MEDIA that is owned by large corporations likes to talk about FOSS bugs that have logos and brands not because there are many known incidents where harm was done but because FOSS is an easy scapegoat. Microsoft Windows, which has had bug doors for nearly two decades (very serious and remotely exploitable), should not be used on any production environment, but some businesses are evidently foolish enough to put it on critical systems, knowing damn well (they definitely should know it by now) that the NSA collaborates with Microsoft on back doors access and uses back doors for espionage (both industrial and political).

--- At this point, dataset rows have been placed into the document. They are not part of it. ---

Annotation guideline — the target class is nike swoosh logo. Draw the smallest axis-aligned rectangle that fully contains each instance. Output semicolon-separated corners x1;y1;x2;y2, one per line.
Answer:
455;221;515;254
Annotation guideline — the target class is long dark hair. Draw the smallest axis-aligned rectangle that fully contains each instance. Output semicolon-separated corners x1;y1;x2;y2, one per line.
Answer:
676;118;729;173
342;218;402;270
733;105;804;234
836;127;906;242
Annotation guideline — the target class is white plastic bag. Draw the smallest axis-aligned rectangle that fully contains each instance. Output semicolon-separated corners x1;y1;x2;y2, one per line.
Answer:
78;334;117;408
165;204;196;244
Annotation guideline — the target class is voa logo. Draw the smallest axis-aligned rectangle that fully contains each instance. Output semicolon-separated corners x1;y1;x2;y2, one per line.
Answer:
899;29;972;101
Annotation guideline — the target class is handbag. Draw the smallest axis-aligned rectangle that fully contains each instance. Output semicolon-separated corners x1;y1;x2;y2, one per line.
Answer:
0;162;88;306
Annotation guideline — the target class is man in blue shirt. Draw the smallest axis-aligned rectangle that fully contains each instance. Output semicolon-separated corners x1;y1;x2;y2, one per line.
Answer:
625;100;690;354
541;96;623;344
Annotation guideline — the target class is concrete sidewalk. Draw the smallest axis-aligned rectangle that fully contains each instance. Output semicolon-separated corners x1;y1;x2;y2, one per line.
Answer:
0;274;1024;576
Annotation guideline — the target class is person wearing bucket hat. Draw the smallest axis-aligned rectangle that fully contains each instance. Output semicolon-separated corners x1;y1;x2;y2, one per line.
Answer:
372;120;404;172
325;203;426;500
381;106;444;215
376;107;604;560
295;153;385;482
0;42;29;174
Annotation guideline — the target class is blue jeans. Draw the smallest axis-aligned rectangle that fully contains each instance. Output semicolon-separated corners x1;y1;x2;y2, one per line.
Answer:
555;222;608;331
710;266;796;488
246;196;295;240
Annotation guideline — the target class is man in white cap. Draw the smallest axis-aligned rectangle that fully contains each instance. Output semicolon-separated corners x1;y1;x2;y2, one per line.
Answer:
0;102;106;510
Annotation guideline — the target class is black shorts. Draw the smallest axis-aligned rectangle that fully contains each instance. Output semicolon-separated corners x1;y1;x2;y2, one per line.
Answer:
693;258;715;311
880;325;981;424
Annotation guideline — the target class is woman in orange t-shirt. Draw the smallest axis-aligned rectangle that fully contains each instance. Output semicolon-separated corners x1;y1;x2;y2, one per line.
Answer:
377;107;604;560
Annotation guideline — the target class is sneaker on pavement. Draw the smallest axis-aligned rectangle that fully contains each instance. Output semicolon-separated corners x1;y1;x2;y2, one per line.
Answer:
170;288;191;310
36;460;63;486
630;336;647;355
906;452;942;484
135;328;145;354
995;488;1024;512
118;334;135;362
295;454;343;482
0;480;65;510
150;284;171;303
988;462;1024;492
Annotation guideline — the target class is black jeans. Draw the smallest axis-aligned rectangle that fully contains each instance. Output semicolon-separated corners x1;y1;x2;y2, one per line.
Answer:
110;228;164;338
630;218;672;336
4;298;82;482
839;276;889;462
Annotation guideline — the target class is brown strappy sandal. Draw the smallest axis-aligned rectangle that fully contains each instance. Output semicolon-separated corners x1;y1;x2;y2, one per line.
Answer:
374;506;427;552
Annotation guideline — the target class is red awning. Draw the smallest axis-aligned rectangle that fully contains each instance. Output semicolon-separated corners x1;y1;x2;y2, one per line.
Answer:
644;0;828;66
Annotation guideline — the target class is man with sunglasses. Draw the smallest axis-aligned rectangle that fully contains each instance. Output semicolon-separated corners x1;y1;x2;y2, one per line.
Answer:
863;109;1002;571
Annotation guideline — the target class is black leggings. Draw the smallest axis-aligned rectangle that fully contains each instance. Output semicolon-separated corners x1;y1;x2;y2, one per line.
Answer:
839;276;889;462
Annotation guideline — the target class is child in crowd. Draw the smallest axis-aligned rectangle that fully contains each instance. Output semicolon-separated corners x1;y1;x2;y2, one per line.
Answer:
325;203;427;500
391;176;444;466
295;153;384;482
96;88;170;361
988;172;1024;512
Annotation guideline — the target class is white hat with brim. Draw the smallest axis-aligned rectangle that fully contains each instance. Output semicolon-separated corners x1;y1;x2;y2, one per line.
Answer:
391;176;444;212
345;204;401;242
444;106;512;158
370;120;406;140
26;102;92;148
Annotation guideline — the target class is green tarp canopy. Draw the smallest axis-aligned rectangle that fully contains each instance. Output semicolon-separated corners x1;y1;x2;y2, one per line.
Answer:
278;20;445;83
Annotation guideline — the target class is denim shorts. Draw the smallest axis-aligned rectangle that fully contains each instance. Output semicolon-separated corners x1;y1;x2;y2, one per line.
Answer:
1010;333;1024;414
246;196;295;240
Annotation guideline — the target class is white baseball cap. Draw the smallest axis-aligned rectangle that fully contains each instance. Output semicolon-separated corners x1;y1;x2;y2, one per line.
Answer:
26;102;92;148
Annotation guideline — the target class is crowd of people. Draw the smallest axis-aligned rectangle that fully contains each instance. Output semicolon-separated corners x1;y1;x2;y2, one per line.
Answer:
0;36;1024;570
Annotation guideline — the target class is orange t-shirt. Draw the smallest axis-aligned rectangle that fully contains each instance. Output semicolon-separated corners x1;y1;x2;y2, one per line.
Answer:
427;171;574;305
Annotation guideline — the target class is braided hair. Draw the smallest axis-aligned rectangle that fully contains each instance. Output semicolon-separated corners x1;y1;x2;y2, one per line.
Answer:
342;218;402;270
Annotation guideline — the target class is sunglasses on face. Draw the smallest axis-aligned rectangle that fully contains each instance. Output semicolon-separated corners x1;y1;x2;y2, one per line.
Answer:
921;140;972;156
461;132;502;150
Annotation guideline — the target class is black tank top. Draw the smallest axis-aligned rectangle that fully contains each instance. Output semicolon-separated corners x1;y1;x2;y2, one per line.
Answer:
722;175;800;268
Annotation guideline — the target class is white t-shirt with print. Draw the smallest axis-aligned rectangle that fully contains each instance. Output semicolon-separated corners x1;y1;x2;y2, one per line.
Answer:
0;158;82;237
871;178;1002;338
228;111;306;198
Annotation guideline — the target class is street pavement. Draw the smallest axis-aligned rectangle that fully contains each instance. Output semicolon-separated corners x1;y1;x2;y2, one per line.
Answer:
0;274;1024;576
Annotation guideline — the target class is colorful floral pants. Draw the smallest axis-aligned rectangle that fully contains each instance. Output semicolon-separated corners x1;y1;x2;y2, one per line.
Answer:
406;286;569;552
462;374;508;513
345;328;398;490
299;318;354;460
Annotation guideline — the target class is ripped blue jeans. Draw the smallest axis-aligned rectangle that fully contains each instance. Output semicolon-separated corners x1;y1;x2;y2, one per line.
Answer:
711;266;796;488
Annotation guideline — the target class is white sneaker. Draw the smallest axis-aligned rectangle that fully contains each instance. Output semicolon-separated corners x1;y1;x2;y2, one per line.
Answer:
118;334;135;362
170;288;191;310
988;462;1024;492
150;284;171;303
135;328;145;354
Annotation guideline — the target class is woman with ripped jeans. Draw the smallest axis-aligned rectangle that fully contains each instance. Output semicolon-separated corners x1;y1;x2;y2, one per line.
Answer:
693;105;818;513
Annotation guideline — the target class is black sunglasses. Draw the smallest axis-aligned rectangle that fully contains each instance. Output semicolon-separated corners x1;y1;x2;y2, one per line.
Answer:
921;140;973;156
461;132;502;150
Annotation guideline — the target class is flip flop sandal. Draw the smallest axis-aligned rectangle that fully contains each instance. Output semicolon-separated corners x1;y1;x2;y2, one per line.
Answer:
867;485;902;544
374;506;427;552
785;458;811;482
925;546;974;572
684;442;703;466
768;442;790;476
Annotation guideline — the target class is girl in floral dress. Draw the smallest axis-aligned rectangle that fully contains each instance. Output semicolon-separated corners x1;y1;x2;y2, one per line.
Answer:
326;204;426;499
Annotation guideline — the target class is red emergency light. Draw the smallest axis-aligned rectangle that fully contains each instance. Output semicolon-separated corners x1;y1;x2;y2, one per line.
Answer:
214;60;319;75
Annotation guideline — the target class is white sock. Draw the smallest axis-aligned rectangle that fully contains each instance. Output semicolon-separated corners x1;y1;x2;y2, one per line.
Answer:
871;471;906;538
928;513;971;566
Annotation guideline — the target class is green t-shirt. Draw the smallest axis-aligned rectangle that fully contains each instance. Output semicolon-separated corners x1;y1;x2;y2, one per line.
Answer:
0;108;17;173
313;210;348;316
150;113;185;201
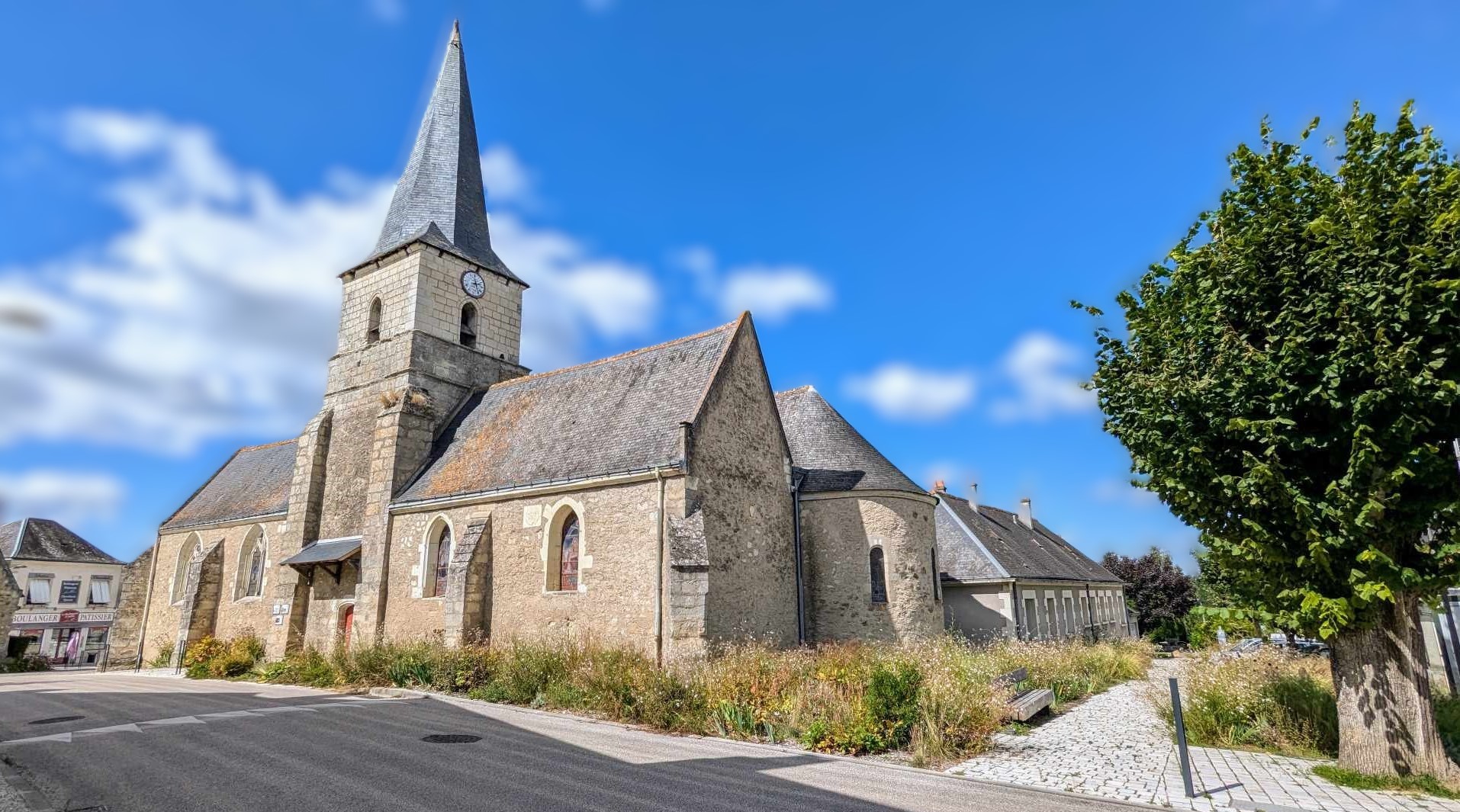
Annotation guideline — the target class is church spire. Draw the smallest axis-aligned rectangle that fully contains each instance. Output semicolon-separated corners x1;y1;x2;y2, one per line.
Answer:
374;24;516;279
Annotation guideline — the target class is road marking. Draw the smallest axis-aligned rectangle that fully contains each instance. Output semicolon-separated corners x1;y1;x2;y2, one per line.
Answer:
0;697;401;746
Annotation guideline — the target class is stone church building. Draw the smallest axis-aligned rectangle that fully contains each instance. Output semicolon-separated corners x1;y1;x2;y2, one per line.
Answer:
140;30;944;659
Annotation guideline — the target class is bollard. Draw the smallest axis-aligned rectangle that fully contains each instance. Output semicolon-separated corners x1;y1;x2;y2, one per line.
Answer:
1171;676;1196;798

"Microsoft Windows -- not some FOSS bug with a logo and/or a name -- punished not only Home Depot but also millions of innocent customers who did not know that Home Depot relied on Microsoft Windows for storing/processing sensitive details."Now there is acknowledgement of this, based on the report "Home Depot blames Windows for record hack, rushes out to buy Macs and iPhones afterward". So basically they are moving to another proprietary platform with back doors. Apple has already admitted the existence of back doors in iOS, for example, and tried to pass them off as "diagnostics". If Home Depot is serious about security, then GNU/Linux and other Free software (even BSD) should be universally used at Home Depot.
Home Depot should generally cleanse itself of proprietary software, which is totally unsuitable for credit cards handling because it has back doors and other security issues, mostly inherent issues. Other companies should learn from Home Depot's mistake and never again process important data using proprietary software. The bad reputation that Home Depot gets from this incident is now putting the whole business in jeopardy and based on news reports about surveillance software Skype (after the Microsoft takeover), Microsoft wants to put it at the very heart of businesses, enabling wiretapping of unprecedented proportions, even inside private businesses (not some mundane chats). Only days ago the Electronic Frontier Foundation warned that Skype is inherently insecure and so is WhatsApp, which is owned by a partly Microsoft-owned company (Facebook). Here is what Beta News wrote:
Secure communication is something we all crave online, particularly after Edward Snowden's NSA revelations increased public interest in privacy and security. With dozens of messaging tools to choose from, many claiming to be ultra-secure, it can be difficult to know which one to choose and which one to trust. Electronic Frontier Foundation (EFF) has published its Secure Messaging Scorecard which rates a number of apps and services according to the level of security they offer.